Railway Turnout Machines (RTMs) are mission-critical components of the railway transportation infrastructure, responsible for directing trains onto desired tracks. For safety assurance applications, especially in early-warning scenarios, RTM faults are expected to be detected as early as possible on a continuous 7x24 basis. However, limited emphasis has been placed on distributed model inference frameworks that can meet the inference latency and reliability requirements of such mission critical fault diagnosis systems. In this paper, an edge-cloud collaborative early-warning system is proposed to enable real-time and downtime-tolerant fault diagnosis of RTMs, providing a new paradigm for the deployment of models in safety-critical scenarios. Firstly, a modular fault diagnosis model is designed specifically for distributed deployment, which utilizes a hierarchical architecture consisting of the prior knowledge module, subordinate classifiers, and a fusion layer for enhanced accuracy and parallelism. Then, a cloud-edge collaborative framework leveraging pipeline parallelism, namely CEC-PA, is developed to minimize the overhead resulting from distributed task execution and context exchange by strategically partitioning and offloading model components across cloud and edge. Additionally, an election consensus mechanism is implemented within CEC-PA to ensure system robustness during coordinator node downtime. Comparative experiments and ablation studies are conducted to validate the effectiveness of the proposed distributed fault diagnosis approach. Our ensemble-based fault diagnosis model achieves a remarkable 97.4% accuracy on a real-world dataset collected by Nanjing Metro in Jiangsu Province, China. Meanwhile, CEC-PA demonstrates superior recovery proficiency during node disruptions and speed-up ranging from 1.98x to 7.93x in total inference time compared to its counterparts.
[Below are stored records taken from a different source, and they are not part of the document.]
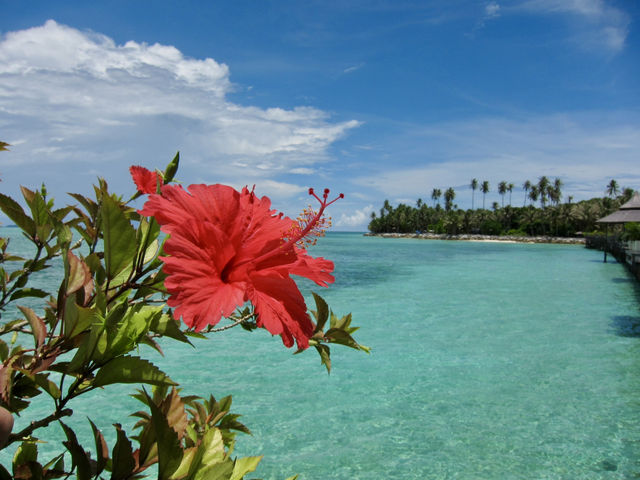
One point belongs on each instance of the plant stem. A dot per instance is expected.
(25, 432)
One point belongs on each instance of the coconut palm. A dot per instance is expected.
(484, 189)
(613, 189)
(533, 193)
(543, 190)
(526, 186)
(555, 191)
(474, 187)
(436, 193)
(449, 195)
(502, 190)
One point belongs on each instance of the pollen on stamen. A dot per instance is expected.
(306, 218)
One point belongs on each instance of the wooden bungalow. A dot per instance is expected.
(629, 212)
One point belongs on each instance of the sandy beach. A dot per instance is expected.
(483, 238)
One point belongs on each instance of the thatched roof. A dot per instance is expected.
(629, 212)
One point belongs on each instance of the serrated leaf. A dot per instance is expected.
(79, 457)
(14, 211)
(171, 169)
(119, 237)
(123, 462)
(131, 370)
(169, 448)
(245, 465)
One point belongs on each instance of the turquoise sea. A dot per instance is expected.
(489, 361)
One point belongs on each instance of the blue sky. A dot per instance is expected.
(375, 99)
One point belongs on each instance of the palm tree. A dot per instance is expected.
(502, 190)
(484, 189)
(543, 190)
(526, 186)
(436, 193)
(449, 195)
(555, 192)
(533, 193)
(613, 189)
(474, 187)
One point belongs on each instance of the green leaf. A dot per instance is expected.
(77, 319)
(208, 461)
(79, 457)
(39, 212)
(47, 385)
(38, 328)
(28, 292)
(119, 237)
(169, 449)
(325, 356)
(131, 370)
(14, 211)
(242, 466)
(166, 326)
(123, 461)
(336, 335)
(90, 206)
(102, 451)
(79, 274)
(171, 169)
(4, 474)
(322, 312)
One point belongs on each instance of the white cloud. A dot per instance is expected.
(353, 68)
(492, 10)
(358, 219)
(585, 151)
(74, 102)
(602, 25)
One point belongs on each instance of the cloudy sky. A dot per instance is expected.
(379, 99)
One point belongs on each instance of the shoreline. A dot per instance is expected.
(483, 238)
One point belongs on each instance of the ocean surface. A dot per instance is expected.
(488, 361)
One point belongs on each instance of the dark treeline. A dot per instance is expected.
(551, 217)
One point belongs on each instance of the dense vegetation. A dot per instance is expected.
(551, 217)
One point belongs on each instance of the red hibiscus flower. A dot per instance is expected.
(146, 181)
(227, 248)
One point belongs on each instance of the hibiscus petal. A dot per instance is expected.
(281, 309)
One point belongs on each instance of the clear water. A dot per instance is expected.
(489, 361)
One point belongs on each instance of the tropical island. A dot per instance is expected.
(554, 220)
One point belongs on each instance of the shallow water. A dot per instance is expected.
(489, 361)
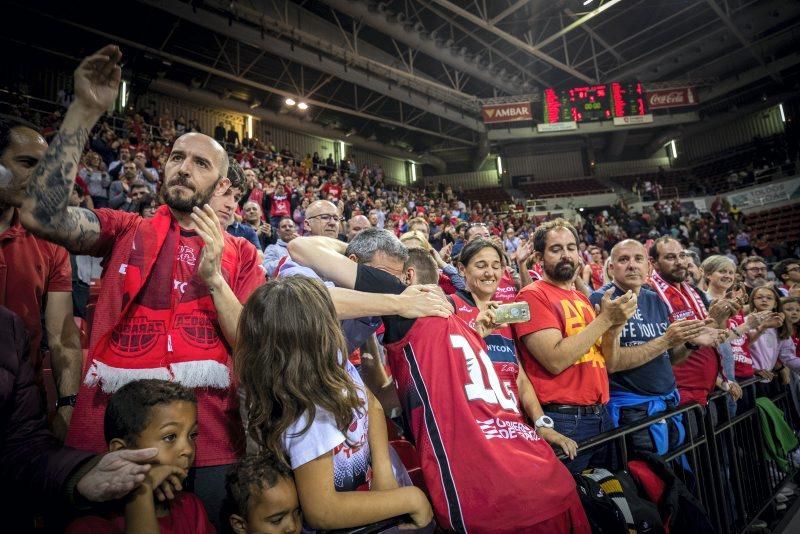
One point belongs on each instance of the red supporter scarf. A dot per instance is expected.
(174, 334)
(682, 300)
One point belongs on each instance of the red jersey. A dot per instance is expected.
(741, 350)
(280, 205)
(597, 275)
(446, 284)
(499, 344)
(506, 289)
(486, 470)
(583, 383)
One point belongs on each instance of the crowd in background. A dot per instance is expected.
(206, 345)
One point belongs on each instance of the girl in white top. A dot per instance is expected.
(307, 404)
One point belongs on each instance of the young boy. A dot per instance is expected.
(160, 414)
(262, 497)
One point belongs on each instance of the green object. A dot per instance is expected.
(779, 439)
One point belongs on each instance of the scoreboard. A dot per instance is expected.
(628, 99)
(594, 102)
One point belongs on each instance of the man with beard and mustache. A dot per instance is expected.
(173, 284)
(565, 347)
(697, 374)
(754, 272)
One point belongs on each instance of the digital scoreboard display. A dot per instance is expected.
(580, 104)
(628, 99)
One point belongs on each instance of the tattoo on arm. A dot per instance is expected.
(50, 187)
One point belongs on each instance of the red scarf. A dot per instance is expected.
(174, 334)
(682, 300)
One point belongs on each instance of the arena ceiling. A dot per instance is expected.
(411, 74)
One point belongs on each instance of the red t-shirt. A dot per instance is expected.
(221, 439)
(583, 383)
(486, 470)
(280, 205)
(741, 350)
(506, 289)
(597, 275)
(30, 268)
(186, 516)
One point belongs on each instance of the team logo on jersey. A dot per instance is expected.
(197, 329)
(497, 428)
(136, 335)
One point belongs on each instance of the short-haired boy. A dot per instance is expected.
(262, 497)
(160, 414)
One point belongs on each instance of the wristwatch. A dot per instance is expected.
(69, 400)
(544, 422)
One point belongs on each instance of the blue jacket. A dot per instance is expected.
(655, 404)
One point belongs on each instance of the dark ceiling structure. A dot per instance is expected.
(412, 74)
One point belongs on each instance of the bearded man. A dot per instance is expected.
(565, 348)
(171, 283)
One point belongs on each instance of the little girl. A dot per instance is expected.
(307, 405)
(774, 342)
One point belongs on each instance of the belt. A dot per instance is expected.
(592, 409)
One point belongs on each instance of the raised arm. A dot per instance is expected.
(44, 211)
(326, 257)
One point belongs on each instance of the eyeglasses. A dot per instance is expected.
(327, 218)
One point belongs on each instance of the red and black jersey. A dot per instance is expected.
(486, 470)
(499, 344)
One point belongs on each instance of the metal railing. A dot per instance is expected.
(727, 470)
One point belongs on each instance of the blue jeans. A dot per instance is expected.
(581, 427)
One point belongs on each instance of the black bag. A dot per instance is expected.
(614, 505)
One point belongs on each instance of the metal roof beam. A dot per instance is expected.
(522, 45)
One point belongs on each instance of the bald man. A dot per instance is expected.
(173, 284)
(322, 219)
(356, 225)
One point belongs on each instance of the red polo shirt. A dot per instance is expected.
(29, 269)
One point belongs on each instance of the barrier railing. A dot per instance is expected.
(727, 470)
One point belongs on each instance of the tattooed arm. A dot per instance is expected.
(45, 211)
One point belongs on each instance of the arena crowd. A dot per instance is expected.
(238, 376)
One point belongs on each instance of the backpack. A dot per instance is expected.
(613, 504)
(681, 511)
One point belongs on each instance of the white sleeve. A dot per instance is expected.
(322, 436)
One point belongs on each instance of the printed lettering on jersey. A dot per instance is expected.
(497, 428)
(575, 320)
(187, 255)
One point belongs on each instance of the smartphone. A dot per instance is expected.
(517, 312)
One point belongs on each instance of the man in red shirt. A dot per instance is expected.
(564, 347)
(172, 287)
(35, 276)
(485, 468)
(697, 374)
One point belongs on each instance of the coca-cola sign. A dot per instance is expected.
(671, 98)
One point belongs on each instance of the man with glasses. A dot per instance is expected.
(754, 272)
(697, 374)
(787, 275)
(322, 219)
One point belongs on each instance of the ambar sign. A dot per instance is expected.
(516, 111)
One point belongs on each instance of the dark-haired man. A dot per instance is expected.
(476, 451)
(564, 347)
(35, 275)
(697, 374)
(172, 284)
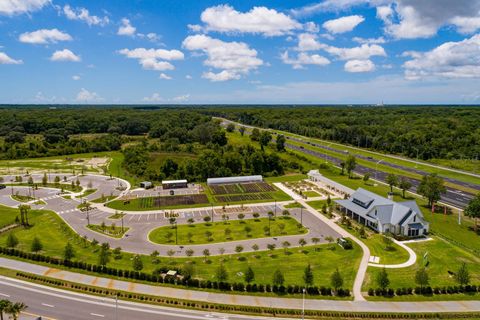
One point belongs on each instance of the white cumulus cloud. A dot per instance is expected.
(85, 96)
(260, 20)
(153, 59)
(5, 59)
(304, 59)
(450, 60)
(65, 55)
(126, 29)
(82, 14)
(234, 59)
(359, 66)
(343, 24)
(13, 7)
(44, 36)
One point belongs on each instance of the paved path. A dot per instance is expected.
(412, 258)
(362, 269)
(232, 299)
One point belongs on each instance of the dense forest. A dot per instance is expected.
(427, 131)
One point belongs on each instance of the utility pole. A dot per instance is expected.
(303, 304)
(301, 216)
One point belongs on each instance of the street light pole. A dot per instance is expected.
(301, 216)
(303, 304)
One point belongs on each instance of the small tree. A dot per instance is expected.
(350, 165)
(206, 254)
(285, 245)
(308, 275)
(392, 181)
(249, 275)
(382, 279)
(228, 233)
(68, 252)
(336, 280)
(104, 255)
(463, 276)
(473, 210)
(221, 273)
(36, 245)
(137, 263)
(278, 278)
(421, 278)
(404, 185)
(366, 177)
(12, 240)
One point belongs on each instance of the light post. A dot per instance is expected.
(303, 304)
(376, 167)
(301, 216)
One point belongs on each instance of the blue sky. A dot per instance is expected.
(163, 52)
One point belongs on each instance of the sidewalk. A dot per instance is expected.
(232, 299)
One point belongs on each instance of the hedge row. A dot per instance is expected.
(238, 308)
(192, 282)
(424, 291)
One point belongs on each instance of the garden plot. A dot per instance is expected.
(306, 189)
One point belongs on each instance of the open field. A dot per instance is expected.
(54, 234)
(7, 215)
(441, 257)
(201, 233)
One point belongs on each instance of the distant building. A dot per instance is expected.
(174, 184)
(242, 179)
(384, 215)
(146, 185)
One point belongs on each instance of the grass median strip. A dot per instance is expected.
(230, 230)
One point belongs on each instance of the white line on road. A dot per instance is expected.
(48, 305)
(97, 315)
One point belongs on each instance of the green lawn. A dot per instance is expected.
(111, 231)
(215, 232)
(442, 257)
(311, 194)
(54, 234)
(21, 198)
(7, 216)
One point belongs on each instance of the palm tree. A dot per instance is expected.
(14, 309)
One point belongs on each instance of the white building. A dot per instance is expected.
(384, 215)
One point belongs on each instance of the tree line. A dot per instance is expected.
(426, 132)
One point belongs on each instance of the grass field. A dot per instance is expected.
(7, 215)
(111, 231)
(441, 256)
(54, 234)
(215, 232)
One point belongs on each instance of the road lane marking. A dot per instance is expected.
(48, 305)
(97, 315)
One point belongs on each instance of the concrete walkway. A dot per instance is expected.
(233, 299)
(410, 262)
(362, 269)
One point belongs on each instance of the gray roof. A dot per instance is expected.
(369, 204)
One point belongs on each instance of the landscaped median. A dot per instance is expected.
(229, 230)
翻译：铁路道岔转辙机（RTMs）是铁路运输基础设施中的关键任务组件，负责引导列车驶入预定轨道。对于安全保障应用，尤其是在预警场景中，需要以连续7x24小时为基础，尽可能早地检测出RTM故障。然而，目前能够满足此类关键任务故障诊断系统推理延迟和可靠性要求的分布式模型推理框架尚未得到充分重视。本文提出了一种边云协同预警系统，以实现RTMs的实时与容宕故障诊断，为安全关键场景下的模型部署提供了新范式。首先，专门为分布式部署设计了一个模块化故障诊断模型，该模型采用分层架构，包含先验知识模块、从属分类器以及一个融合层，以提升准确性和并行性。随后，开发了一个利用管道并行技术的边云协同框架，即CEC-PA，通过策略性地在云端和边缘划分与卸载模型组件，以最小化分布式任务执行和上下文交换带来的开销。此外，CEC-PA内部实现了一种选举共识机制，以确保在协调节点宕机期间系统的鲁棒性。通过对比实验和消融研究验证了所提出的分布式故障诊断方法的有效性。我们基于集成学习的故障诊断模型在中国江苏省南京地铁采集的真实数据集上取得了97.4%的优异准确率。同时，与其他方案相比，CEC-PA在节点中断期间展现出卓越的恢复能力，并且总推理时间实现了1.98倍至7.93倍的加速。